Thursday, September 22, 2011

"Class Warfare"

The last few days have seen a flurry of charges and counter-charges over President Obama's proposal to include tax hikes on the wealthiest American's as a solution to our debt crises and to create enough money to implement a "jobs program." The immediate and vociferous response from the Republican's was that he was initiating "class warfare" pitting one class against another.

The sad truth is that we have had class warfare for some time and the war is basically over--the rich won. The last three decades have seen an unprecedented rise in persoanl wealth for those at the top of the food chain while those in the middle and at the bottom have stagnated. The irony of the foodfight that erupted over the President's proposals is that it came on the heels of the announcement that there had been an increase in poverty in the U.S. and it had hit modern highs. So the reality is that the rich have been getting richer and the poor poorer for a long time now.
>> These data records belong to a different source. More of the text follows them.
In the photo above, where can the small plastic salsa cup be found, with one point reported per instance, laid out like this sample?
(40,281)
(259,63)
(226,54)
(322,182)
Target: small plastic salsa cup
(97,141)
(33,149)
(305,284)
Call it the ravages of a class war that was never even or fair.

A recent study by the Economic Policy Institute shows that the gain of wealth by the top five percent of income earners had increased by 81% since 1983 while the middle fifth and and lower had decreased by 7.5%. This is not just a description of the current situation where the rich have won the war, but it is a prescription for serious trouble in the future.

We hear cries that we cannot raise taxes on the "job creators" in the middle of a recession. And yet, these very "job creators" have had an unprecedented ride of prosperity that hasn't really produced jobs. We hear cries that we must fix Medicare and Social Security for so that future generations can benefit, but the solutions offered are private sector solutions--voucherize medicare which would increase the costs to each senior (who tends to be in the bottom group that the EPI study showed had already lost ground economically) by over $6000. Other ideas have been to put the program into indivicual savings accounts that could be invested in the market--at place of great peril and instability.

The proposal made by the President would be to raise taxes at the upper limit from 35% to a little over 39%. These were the rates during the boom era of the nineties which much of the wealth indicated by that upper five percent were grown. Now is it me or does the discussion just not make a lot of sense.

I have traveled extensively internationally and have seen for myself other countries outstripping us with their infrastructure and their safety nets whcih create a more stable and equitable society. I have also seen countries where the rich have accumulated the vast proportion of the wealth and must live in armed, gated enclaves to protect themselves from the poor. These are the extreme examples of where the class war has been won and settled but there is no peace. The question for America is which road will we choose?